Cultism is another security challenge faced by Lagosians in the year under review. Different cult groups and gangs unleashed mayhem on themselves where putting the society under great fear whereby disrupting the social and economic lives of the people.
Notorious parts of the state for cult activities were Ikorodu, Bariga, Agege, Oshodi, Mushin and others. The amnesty offered first by former Governor of the State, Mr Akinwunmi Ambode and now by Mr Babajide Sanwo-Olu for the cultists and others involved in crimes to lay down their arms and renounced their involvement but all seem to no avail.
Ikorodu Division is more pronounced in this regard as many cult clashes were recorded with several lives lost with Ikorodu township, Igbogbo, Odogunyan, Odo-Nla, Ita-Oluwo, Imota, Bayeku and other parts.
The once peaceful local government area is now marred with an array of criminal activities which are fast becoming permanent features of life and living for the inhabitants. The harsh daily realities now revolve around gang’s rivalries, cultism, ritual killing by Badoo cult groups, kidnapping rape and robbery.
Investigations revealed that natives and residents in the various communities in Ikorodu believe it’s now a territory controlled by underworld kingpins where crime is fast becoming a norm.
Cult clashes, ritualist activities especially by Badoo group and armed robbery which led to the deaths of about 652 persons from the figures available in the Nigeria Police records and statistics compiled between January and September 2019. Thousands of families have also been displaced by Cults activities who hunt for their targets across states based on their network and affiliation with other gangs.
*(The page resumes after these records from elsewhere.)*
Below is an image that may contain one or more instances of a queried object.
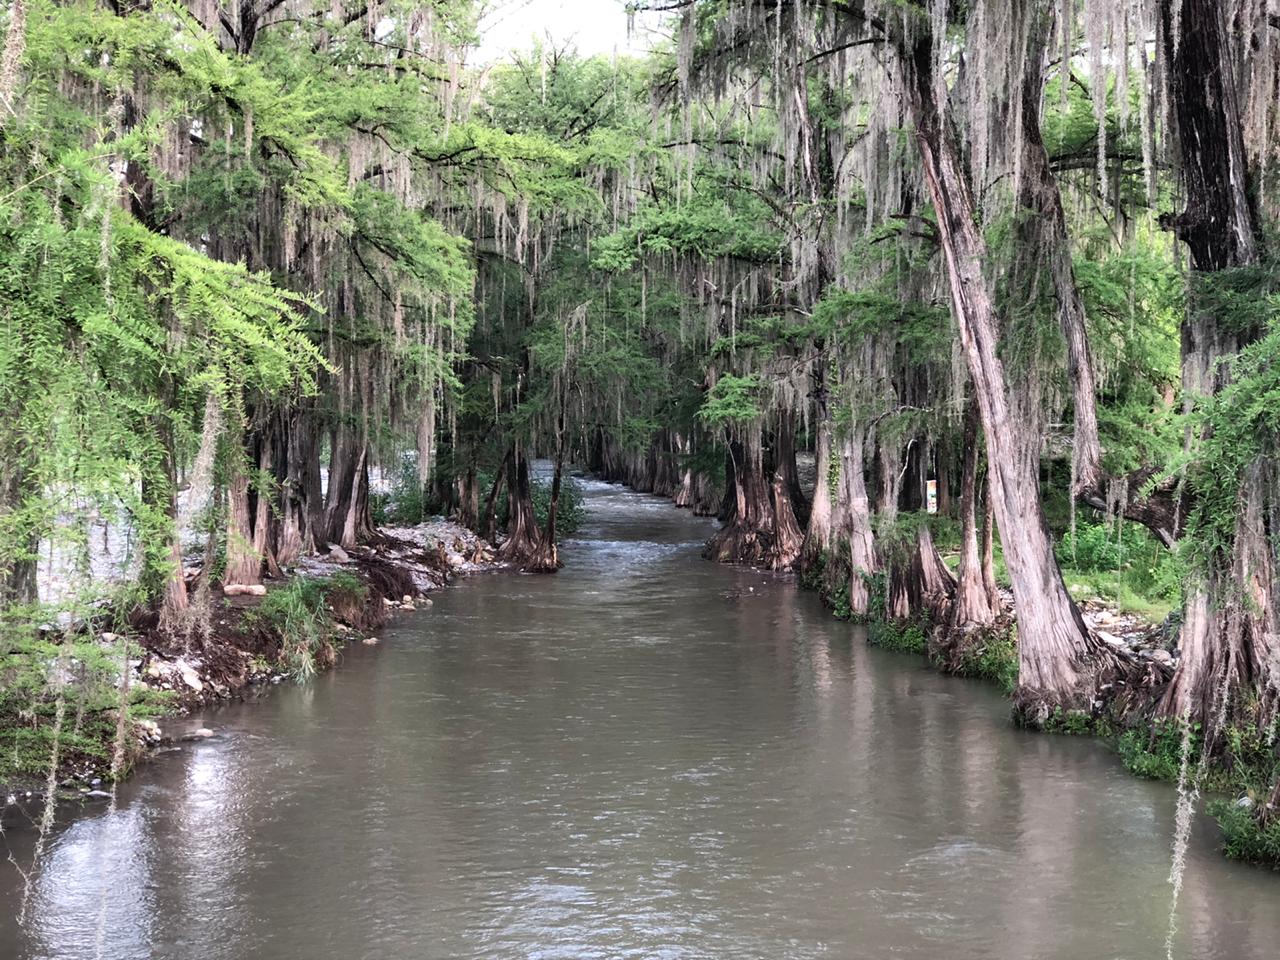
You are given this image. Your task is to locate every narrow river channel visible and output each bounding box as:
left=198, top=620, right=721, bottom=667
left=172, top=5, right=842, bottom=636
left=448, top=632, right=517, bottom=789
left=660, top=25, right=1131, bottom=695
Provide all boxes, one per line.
left=2, top=480, right=1278, bottom=959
Ikorodu is at present danger – prone and ridden with the violent activities of men of the underworld who prey on unsuspecting and defenseless victims. Cult wars and gang violence have exacerbated the climate of violence, lawlessness and fear across the country. There is hardly a day when some young men, women and close relatives of abducted cult initiates would not fall victims to this ongoing spectre of criminal violence.
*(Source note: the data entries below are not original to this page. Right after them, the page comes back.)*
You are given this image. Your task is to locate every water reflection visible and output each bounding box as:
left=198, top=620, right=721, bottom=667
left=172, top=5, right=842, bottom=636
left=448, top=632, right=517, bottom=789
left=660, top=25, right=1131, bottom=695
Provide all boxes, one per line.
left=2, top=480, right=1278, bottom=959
Law enforcement authorities usually respond slowly not at all, and provide minimal investigate support to victims. The rapid response squad policing’s capacity and emergency response capability of this outfit and other supportive anti-crime mechanism continue to grow, but remain in the nascent state.
Decades of corruption and mismanagement of budgetary allocation to the military and police institution have weakened these organizations. A case in point is the US$2.1Billion arms deal funds which were meant for the procurement of arms for Nigeria’s military but were shared to various persons and companies. The loot was supervised by Former National Security Adviser, Sambo Dasuki now being prosecuted by the Economic and Financial Crimes Commission (EFCC). The former NSA is reported to have implicated several prominent persons in the deal including former governors, ex-ministers and prominent officials.
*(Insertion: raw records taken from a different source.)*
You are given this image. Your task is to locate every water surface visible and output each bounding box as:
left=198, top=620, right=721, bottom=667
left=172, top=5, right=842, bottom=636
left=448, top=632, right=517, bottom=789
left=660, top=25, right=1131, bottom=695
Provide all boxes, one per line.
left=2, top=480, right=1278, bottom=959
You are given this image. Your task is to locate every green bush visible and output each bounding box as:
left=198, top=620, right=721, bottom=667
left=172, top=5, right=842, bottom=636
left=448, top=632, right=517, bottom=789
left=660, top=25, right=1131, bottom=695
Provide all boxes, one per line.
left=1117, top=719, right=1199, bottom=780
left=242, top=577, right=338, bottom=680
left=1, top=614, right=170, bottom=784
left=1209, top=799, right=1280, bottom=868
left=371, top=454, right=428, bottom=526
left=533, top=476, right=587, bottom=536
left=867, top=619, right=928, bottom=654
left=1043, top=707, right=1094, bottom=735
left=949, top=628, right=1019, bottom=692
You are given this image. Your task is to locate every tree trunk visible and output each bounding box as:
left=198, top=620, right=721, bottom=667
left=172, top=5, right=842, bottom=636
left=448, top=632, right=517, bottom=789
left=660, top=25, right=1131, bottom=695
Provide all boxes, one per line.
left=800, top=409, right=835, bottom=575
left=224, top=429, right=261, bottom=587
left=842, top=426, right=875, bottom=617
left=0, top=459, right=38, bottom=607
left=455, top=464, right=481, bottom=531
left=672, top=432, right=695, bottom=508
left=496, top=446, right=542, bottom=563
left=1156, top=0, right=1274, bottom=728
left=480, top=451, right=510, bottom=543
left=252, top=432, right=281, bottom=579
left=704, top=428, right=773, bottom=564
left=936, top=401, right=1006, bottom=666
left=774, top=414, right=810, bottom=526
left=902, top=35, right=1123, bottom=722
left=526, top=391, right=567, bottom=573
The spiraling violence from the various criminal groups remains unchecked except for promises by the ruling authorities to design and implement novel mechanisms to tackle the challenge.
Nigeria, given her economic, cultural and demographic might must use its influence and power to contribute to peace in West Africa and the broader African region; especially as its stability has an inextricable impact on the peace, progress, and prosperity of the continent. Nigerian foreign policy has historically focused on this. In recent decades, Nigeria has contributed to the de-escalation of conflicts in Liberia, Sierra Leone and most recently in the Gambia. Nigeria must continue along this path. To live up to the title of the ‘Giant of Africa’, it is imperative that Nigeria puts out the fires in its country and on its doorstep. President Buhari must take these issues seriously and ensure that Nigeria moves away from this seemingly perpetual cycle of conflict and instability and realizes its potential as a formidable African power.